But his poem captures much that I had felt stirring within as the seasons change and evidences of 'darkness' proliferate :
  
 "The dark shadow of space leans over us . . . .
We are mindful that the darkness of greed, exploitation, and hatred
also lengthens its shadow over our small planet Earth.
As our ancestors feared death and evil and all the dark powers of winter,
We fear that the darkness of war, discrimination, and selfishness
may doom us and our planet to an eternal winter.

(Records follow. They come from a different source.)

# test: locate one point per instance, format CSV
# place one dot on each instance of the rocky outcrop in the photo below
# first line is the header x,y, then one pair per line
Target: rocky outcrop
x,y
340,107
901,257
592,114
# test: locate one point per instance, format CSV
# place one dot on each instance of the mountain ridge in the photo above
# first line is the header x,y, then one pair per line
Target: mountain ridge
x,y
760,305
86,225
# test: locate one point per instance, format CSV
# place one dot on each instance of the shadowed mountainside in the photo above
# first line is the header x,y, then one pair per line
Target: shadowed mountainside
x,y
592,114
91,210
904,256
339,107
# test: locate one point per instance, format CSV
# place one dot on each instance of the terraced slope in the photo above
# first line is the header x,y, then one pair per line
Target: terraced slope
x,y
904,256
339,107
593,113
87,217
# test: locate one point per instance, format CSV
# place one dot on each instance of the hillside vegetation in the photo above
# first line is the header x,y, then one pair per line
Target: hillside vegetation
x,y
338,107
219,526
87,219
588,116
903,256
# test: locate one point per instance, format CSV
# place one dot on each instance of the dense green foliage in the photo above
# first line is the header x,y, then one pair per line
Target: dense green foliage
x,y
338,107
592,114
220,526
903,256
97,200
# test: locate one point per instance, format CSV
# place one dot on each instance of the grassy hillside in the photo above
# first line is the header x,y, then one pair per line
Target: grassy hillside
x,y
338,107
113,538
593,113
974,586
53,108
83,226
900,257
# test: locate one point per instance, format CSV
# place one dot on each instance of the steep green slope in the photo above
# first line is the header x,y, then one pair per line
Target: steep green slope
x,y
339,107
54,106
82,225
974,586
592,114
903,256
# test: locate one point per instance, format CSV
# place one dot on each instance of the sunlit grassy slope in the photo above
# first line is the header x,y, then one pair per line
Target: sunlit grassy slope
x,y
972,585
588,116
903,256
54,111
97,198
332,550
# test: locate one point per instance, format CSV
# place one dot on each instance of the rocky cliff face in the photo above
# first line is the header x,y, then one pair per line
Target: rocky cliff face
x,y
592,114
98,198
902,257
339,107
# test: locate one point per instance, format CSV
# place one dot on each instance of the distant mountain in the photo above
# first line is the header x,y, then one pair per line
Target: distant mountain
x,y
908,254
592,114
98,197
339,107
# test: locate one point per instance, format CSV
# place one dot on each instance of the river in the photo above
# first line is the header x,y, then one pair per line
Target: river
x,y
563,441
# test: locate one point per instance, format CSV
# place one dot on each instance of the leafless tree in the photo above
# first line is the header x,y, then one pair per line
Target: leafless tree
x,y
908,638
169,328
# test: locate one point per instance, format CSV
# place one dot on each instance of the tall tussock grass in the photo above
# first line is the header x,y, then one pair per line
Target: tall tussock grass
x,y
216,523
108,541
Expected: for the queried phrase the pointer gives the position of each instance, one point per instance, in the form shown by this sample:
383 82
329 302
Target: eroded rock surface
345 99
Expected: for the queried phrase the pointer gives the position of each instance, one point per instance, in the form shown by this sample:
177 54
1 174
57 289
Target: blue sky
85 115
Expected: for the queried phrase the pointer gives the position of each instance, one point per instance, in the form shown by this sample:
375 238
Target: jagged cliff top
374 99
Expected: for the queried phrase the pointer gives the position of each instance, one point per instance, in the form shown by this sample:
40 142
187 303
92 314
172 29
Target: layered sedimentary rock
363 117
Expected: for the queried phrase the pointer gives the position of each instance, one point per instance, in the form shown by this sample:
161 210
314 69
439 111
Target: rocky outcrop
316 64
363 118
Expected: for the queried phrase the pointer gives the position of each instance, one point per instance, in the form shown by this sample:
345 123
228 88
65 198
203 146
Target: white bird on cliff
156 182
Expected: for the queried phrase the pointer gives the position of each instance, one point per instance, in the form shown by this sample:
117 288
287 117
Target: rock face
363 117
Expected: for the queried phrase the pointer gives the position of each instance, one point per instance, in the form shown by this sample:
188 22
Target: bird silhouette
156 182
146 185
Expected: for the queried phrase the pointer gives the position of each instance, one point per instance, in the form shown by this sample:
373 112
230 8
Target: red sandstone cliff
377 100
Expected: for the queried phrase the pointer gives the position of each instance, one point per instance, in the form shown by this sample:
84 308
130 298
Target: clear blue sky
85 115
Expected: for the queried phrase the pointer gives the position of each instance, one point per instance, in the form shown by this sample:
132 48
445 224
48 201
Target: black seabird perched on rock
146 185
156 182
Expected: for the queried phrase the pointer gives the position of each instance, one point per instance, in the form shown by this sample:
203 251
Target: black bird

May we find hope in the lights we have kindled on this sacred night,
hope in one another and in all who form the web-work of peace and justice
  that spans the world.

In the heart of every person on this Earth
burns the spark of luminous goodness;
in no heart is there total darkness.
May we who have celebrated this winter solstice
by our lives and service, by our prayers and love,
Call forth from one another the light and the love
that is hidden in every heart.
   Amen.
     
   Although the writer of the Gospel of John insisted that people love the dark because their deeds are evil, what of that 'spark' that craves greater clarity of understanding and action?  Maybe all the Christmas lights are pushbacks against enveloping darkness.
To me, the dying words of American short story writer O. Henry (William Sydney Porter) "turn up the lights, I don't want to go home in the dark" and those of Goethe, "Do open the shutter of the bedroom so that more light may enter"  are human echoes of God's "Let there be Light".

     An ancient prophet promised that "the people who walk in darkness shall see a great light". Another: "Arise, shine, for your light has come !"

     May the darkness and the cold not overwhelm us!
Perhaps that comes close to what Christmas is about.